Campos do Jordão sem a muvuca do Baden Baden: o inverno da tristeza
A tristeza me pegou depois de 123 dias de convívio com as anormalidades já decorrentes da pandemia. Já havia sentido desânimo quando soube do fechamento de uma série de bares e restaurantes dos quais gostava. Fiquei com raiva e revoltado quando vi gente descumprir a simples obrigação de usar corretamente uma máscara e guardar uma distância segura dos outros. Convivo com a compaixão e a admiração pelos profissionais da saúde, entre eles uma pessoa muito querida na família, que contraiu o covid-19 e voltou o trabalho para ajudar a cuidar e a salvar vidas daqueles que são considerados do grupo de risco. Como tantos, ela está todo esse tempo sem contato pessoal conosco.
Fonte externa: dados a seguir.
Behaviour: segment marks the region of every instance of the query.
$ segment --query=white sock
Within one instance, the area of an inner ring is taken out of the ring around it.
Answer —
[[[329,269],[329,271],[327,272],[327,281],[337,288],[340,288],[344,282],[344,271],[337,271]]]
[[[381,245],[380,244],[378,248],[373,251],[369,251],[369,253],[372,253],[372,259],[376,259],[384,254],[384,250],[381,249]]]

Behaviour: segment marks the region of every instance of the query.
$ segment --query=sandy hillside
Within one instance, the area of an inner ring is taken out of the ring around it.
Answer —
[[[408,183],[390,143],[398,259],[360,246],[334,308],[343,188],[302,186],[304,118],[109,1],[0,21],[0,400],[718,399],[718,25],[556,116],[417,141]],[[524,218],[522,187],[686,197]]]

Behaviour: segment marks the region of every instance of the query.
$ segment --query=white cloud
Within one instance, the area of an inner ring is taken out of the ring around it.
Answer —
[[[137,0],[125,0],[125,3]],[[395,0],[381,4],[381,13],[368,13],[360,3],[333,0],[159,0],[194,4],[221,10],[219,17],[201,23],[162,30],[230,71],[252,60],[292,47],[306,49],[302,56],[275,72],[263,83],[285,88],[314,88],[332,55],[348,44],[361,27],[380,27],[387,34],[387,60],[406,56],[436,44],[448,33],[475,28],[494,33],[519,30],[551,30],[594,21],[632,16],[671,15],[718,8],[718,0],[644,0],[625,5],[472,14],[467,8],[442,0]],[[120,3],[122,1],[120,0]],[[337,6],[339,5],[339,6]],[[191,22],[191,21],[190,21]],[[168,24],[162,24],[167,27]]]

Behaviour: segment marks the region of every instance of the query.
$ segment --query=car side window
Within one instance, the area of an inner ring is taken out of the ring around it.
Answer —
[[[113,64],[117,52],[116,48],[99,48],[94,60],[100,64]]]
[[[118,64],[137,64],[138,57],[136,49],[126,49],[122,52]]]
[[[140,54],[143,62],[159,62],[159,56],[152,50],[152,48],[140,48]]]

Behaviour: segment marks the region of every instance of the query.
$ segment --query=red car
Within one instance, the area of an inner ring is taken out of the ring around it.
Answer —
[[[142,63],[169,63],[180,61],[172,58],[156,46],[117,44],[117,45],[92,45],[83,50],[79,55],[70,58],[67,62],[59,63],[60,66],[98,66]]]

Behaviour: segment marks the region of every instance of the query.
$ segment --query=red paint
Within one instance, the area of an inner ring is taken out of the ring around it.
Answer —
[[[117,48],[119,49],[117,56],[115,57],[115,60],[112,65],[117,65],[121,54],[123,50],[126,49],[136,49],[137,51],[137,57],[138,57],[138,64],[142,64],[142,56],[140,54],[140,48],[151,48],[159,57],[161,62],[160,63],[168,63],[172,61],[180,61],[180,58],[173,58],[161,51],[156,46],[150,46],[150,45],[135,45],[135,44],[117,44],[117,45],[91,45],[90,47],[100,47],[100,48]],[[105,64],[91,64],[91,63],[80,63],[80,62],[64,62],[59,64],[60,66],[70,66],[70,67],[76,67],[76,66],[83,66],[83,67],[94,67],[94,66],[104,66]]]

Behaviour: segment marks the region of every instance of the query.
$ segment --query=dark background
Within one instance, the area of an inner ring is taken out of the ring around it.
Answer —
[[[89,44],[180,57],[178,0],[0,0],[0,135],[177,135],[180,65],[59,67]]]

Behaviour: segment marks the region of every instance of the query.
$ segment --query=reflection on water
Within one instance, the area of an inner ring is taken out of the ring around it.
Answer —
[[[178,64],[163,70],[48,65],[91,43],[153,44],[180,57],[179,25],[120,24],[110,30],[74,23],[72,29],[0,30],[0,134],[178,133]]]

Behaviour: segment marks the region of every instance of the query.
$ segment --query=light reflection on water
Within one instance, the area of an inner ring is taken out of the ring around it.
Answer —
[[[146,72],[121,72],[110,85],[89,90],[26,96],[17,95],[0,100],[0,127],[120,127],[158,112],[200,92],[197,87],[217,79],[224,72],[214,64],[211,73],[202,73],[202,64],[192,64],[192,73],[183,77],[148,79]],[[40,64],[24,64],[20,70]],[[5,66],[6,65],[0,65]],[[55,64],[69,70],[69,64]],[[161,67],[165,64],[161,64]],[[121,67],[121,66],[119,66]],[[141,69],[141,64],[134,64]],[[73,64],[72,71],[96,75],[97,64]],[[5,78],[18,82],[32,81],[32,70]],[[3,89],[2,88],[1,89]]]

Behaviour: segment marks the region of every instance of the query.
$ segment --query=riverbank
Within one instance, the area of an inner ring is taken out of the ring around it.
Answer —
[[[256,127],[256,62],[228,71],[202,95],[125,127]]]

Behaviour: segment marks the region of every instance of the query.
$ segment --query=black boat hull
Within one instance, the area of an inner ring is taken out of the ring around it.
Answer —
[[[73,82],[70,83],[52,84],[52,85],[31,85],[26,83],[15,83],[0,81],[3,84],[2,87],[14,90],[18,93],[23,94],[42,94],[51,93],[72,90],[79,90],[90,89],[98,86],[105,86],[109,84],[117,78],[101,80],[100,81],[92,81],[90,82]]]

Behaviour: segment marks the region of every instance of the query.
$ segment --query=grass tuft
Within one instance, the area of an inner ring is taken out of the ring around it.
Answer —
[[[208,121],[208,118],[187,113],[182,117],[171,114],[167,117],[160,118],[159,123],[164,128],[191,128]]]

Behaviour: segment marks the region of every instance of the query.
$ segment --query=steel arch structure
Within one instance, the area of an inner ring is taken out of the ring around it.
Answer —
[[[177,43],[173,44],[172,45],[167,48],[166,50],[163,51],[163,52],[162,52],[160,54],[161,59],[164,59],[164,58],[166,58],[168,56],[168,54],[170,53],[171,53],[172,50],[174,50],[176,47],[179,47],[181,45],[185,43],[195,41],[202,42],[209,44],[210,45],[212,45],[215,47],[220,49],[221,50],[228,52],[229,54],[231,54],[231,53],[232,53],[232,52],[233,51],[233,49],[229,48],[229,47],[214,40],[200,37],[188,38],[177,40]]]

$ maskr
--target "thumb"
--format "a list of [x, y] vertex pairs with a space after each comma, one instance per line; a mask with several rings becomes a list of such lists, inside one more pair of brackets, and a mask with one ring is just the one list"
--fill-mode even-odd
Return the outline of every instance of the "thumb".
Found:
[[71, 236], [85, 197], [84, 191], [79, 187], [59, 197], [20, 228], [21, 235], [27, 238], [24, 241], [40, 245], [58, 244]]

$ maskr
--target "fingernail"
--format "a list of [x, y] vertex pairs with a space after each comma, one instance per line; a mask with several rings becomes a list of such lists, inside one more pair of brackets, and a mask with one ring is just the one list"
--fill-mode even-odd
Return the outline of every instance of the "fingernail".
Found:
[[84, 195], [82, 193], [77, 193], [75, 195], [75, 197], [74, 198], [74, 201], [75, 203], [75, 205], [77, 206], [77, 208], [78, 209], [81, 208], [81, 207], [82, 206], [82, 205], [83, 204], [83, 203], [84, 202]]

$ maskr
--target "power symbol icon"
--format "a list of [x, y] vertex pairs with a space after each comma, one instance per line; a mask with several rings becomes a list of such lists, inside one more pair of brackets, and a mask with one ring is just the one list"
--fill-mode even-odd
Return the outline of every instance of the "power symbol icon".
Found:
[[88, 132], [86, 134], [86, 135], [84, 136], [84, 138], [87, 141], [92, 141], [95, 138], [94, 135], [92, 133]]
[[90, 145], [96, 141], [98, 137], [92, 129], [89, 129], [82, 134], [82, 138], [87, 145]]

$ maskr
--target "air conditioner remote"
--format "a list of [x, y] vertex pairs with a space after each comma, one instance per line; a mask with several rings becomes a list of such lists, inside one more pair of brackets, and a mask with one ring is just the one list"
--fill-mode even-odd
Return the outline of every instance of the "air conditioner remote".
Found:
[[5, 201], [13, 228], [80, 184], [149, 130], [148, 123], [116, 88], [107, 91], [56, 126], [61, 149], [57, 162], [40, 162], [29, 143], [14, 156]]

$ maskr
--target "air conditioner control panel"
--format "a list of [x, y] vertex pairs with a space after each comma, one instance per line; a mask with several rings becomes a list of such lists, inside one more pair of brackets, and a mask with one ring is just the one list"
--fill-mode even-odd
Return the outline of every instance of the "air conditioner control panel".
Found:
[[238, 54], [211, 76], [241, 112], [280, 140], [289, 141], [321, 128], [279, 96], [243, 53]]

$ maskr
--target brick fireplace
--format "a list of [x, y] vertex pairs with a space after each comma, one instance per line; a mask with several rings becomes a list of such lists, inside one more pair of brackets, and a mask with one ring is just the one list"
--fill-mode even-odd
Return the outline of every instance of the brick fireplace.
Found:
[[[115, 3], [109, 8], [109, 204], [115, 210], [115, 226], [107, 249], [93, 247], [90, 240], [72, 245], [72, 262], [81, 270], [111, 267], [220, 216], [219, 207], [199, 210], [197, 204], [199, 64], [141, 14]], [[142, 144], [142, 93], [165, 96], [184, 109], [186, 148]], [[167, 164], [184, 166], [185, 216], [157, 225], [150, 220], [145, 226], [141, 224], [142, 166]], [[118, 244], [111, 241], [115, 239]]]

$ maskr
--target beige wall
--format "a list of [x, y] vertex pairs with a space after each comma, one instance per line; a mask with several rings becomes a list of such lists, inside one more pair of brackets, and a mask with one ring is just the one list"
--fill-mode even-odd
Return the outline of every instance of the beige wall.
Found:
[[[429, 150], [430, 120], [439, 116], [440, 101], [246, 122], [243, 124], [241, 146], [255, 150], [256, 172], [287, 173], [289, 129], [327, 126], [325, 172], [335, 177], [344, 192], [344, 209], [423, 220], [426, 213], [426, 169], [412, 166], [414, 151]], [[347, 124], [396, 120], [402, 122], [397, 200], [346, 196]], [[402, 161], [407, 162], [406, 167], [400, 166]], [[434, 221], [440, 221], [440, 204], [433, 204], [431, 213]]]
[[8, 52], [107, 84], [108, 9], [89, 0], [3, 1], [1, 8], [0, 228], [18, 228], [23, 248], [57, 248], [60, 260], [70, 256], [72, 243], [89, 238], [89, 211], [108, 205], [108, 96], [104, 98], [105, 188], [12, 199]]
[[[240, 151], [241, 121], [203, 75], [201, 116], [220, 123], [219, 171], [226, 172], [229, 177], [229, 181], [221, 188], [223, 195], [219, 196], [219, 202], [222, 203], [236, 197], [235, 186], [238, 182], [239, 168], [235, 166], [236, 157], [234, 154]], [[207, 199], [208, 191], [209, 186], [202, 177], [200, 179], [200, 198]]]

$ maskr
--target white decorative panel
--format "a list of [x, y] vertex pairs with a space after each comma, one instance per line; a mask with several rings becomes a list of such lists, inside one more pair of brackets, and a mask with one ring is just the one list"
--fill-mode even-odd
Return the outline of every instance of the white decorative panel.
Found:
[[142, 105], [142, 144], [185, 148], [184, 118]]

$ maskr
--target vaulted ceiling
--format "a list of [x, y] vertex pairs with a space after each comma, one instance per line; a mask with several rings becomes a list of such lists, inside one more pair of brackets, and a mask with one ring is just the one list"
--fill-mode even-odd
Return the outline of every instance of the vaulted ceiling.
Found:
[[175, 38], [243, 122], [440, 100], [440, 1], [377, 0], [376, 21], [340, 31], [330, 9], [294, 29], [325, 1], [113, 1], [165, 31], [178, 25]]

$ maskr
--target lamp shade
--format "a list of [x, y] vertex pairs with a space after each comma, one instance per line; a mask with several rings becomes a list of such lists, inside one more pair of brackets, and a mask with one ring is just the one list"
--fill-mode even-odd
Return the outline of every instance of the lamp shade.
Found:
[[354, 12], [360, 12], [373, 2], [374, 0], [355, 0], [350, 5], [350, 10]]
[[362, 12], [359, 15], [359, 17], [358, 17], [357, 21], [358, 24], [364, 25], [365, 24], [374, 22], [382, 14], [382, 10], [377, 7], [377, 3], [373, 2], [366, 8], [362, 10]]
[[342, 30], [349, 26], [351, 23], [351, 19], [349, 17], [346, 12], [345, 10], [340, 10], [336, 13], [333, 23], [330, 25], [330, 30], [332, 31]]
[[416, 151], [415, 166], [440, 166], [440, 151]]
Mas a tristeza me pegou, pra valer, na sexta-feira passada, quando vi os bares e restaurantes do centrinho do Capivari, em Campos do Jordão, alguns fechados, outros com atendimento a meia-porta. As fotos que acompanham este texto falam por si.
Nunca fui habituê de Campos do Jordão. Em outros invernos, parecia-me um programa de índio a subida da Serra, o trânsito pesado na estrada, a tarifa alta dos hotéis, as temperaturas muito baixas e a longa fila de espera nos restaurantes e bares, em especial o Baden Baden.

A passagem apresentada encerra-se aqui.